Ji Li Associate Professor Rutgers Law School has posted the folowing
http://papers.ssrn.com/sol3/papers.cfm?abstract_id=2469454
The paper is an expansion of the work published in an earlier law review paper titled “Does Law Matter in China?”. Since then I have managed to collect a lot more data (spanning ten years) and examine all the three legal tools employed by the central government to tackle a critical threat (death penalty, SPC-SPP interpretation, and statutory upgrade).

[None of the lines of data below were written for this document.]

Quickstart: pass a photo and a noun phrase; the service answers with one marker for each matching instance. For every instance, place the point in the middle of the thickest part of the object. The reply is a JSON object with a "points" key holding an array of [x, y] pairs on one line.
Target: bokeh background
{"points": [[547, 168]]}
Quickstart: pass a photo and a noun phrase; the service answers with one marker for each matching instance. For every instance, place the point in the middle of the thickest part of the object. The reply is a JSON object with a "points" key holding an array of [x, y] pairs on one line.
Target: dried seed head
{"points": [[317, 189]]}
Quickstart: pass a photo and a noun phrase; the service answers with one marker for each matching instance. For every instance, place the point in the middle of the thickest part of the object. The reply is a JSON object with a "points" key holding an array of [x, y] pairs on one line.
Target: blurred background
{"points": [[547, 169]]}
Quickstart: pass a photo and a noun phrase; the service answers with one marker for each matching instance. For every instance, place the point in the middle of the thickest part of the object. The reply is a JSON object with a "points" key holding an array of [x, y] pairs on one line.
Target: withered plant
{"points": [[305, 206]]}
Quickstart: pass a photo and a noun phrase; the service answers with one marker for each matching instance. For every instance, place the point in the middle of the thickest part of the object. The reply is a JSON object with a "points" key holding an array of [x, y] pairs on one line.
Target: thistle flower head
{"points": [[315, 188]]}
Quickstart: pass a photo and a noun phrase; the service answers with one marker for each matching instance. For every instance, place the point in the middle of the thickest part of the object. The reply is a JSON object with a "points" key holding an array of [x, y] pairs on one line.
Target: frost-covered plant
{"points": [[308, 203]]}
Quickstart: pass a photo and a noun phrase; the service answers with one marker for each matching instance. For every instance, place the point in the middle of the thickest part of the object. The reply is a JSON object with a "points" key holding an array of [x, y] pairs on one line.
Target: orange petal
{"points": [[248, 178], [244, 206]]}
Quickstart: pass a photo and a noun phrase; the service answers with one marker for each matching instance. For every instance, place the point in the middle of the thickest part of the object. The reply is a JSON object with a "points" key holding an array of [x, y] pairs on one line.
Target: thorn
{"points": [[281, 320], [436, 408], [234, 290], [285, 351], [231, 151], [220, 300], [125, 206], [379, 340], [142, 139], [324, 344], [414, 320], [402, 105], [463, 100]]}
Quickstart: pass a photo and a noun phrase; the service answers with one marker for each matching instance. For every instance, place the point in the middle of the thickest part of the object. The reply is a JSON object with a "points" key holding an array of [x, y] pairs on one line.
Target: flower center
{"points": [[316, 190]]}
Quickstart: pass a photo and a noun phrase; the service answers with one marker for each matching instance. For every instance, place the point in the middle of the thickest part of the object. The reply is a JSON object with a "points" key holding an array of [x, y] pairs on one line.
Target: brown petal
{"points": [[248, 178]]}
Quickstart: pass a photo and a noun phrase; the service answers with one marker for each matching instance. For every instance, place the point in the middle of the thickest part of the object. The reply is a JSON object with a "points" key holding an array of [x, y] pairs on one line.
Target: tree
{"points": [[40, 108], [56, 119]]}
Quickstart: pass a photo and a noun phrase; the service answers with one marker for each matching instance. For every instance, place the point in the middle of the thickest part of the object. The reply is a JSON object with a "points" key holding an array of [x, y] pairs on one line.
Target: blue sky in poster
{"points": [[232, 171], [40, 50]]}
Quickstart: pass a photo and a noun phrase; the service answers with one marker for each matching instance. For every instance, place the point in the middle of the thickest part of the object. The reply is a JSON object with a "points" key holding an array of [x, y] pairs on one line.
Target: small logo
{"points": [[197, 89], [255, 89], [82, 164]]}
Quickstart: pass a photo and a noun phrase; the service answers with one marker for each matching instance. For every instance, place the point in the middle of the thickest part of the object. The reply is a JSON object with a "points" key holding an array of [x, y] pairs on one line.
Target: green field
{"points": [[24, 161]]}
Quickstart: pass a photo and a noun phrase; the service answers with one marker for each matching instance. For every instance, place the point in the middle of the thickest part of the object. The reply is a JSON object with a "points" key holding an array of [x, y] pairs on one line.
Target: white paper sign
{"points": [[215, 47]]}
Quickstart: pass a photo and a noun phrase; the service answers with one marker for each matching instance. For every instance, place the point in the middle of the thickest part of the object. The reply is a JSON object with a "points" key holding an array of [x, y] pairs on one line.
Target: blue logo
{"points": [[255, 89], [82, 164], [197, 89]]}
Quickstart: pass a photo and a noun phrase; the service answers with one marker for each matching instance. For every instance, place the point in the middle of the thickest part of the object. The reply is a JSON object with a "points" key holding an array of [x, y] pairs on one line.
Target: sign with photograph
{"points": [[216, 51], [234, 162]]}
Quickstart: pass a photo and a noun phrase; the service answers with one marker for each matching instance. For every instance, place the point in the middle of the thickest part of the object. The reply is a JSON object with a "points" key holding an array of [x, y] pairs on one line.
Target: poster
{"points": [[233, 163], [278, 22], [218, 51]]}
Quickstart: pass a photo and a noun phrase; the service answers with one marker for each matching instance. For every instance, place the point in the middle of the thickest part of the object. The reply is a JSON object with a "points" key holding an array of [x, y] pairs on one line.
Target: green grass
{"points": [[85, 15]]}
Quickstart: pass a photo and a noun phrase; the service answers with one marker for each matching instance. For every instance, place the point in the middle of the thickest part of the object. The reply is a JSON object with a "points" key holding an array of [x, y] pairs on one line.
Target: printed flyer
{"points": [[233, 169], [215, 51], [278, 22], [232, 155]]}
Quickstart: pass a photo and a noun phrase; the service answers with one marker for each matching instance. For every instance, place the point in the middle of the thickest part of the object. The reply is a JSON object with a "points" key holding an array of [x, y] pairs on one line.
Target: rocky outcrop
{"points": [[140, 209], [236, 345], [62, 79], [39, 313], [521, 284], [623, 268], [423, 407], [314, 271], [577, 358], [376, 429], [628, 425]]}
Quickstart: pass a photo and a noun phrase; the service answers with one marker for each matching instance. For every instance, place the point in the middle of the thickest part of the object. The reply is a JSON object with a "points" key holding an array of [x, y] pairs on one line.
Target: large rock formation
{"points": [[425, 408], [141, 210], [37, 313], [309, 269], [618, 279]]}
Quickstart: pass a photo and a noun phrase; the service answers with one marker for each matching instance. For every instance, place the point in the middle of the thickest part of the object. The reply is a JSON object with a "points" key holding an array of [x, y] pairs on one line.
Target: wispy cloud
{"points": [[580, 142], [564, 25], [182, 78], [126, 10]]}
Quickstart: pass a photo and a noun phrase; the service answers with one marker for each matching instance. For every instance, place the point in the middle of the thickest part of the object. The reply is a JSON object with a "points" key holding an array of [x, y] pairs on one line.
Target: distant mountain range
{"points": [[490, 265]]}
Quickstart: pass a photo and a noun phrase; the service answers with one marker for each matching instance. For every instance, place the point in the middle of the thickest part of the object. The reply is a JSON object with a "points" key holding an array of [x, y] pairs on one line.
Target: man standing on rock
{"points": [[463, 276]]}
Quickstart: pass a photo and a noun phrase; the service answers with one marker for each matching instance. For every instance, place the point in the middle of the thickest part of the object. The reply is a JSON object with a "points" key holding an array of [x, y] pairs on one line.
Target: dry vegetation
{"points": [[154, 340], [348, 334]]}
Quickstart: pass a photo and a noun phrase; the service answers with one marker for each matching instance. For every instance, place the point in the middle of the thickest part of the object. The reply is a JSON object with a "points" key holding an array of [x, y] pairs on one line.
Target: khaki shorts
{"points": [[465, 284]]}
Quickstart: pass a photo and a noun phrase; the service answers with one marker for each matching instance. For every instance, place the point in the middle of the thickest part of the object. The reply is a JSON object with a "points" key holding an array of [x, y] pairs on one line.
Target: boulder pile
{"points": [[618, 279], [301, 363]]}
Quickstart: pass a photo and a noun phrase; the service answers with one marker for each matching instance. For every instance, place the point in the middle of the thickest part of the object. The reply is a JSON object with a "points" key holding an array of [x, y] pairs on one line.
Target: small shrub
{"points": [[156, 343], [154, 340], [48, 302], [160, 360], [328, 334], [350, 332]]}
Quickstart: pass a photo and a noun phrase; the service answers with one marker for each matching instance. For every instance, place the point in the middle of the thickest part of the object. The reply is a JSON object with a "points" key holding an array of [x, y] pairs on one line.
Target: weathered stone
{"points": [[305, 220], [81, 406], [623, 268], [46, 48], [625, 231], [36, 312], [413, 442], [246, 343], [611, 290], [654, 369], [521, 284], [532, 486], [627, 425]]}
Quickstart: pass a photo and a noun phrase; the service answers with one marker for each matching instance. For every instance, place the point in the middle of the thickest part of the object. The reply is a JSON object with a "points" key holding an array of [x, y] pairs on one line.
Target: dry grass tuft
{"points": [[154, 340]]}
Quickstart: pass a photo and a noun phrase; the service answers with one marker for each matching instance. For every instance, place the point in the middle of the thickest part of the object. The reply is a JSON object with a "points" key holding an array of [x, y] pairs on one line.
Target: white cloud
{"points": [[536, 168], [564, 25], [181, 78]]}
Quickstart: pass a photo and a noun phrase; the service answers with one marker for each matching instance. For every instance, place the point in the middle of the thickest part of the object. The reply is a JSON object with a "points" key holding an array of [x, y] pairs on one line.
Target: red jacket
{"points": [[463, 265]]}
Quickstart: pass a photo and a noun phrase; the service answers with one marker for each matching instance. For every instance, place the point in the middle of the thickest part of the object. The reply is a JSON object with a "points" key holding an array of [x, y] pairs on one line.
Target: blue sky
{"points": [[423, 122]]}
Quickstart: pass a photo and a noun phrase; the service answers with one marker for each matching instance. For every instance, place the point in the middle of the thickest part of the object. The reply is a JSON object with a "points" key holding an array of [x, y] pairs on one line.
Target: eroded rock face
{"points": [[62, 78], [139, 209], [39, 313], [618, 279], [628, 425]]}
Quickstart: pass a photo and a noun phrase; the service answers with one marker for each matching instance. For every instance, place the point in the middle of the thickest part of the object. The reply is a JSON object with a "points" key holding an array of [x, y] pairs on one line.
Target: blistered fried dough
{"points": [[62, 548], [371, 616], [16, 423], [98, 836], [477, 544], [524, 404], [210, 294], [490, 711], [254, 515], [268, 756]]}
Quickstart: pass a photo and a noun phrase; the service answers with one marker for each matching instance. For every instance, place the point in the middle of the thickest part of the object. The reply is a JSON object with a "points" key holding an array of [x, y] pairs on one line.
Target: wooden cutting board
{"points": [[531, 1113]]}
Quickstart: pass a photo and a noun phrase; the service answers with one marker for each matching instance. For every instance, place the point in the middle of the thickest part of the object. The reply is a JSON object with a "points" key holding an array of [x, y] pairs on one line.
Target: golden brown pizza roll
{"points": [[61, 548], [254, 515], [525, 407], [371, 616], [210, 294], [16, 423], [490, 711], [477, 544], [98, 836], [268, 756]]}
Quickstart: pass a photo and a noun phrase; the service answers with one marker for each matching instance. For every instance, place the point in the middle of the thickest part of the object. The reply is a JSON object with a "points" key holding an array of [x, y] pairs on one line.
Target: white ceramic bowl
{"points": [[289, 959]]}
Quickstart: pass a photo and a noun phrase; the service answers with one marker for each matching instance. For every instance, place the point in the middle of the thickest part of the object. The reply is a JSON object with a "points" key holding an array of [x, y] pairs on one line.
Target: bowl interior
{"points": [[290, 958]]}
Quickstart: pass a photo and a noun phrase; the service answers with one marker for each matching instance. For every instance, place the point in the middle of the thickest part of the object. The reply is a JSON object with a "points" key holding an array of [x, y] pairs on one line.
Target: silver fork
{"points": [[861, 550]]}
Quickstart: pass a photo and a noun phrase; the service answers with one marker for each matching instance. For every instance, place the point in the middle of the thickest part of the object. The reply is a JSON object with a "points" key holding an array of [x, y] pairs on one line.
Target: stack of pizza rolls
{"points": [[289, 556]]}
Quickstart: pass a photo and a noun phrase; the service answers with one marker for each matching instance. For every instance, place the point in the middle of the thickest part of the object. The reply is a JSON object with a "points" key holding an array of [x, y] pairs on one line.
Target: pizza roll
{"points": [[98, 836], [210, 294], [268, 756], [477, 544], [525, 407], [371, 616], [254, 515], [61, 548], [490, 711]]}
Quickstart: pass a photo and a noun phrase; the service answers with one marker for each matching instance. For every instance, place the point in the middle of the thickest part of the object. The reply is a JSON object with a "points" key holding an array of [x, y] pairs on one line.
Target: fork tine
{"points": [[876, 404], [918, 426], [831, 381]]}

It may be of interest to members on this list whose research touches on the central government’s use of legal tools to govern, lawmaking and law enforcement in China, the SPC, capital punishment, criminal law, and energy law. Below please find the abstract. Comments are welcome.
Abstract:
How and how well do authoritarian states rule by law? Extant literature does not fully answer these questions. By analyzing a unique set of time series data and archives in a limiting case, this paper investigates a variety of legal measures implemented by the Chinese government in response to a critical threat — pipeline vandalization. It finds the Leviathan has followed rudimentary legal procedures in tackling the threat. And over time it tried the death penalty, formal judicial guidance, and the revision and upgrade of substantive rules. The findings of this study cast doubt on the alleged deterrent effect of capital punishment. Moreover, it finds the supreme judicial bodies to be ready servants of the state’s core interests, yet their service adds marginal value as legal dynamics at the local level are shaped mainly by the power distribution of relevant local parties. Furthermore, the statutory upgrade, does not benefit, and may even harm, pipeline safety. As the statute codified the status quo of the bargaining between the oil SOEs and the local governments, statutory allocation of primary protective responsibilities to the former might have relieved the latter from active participation in pipeline protection that is essential to preventing oil thefts. Findings from this research contribute to the literatures on Chinese law and politics, capital punishment, and the rule by law in authoritarian regimes.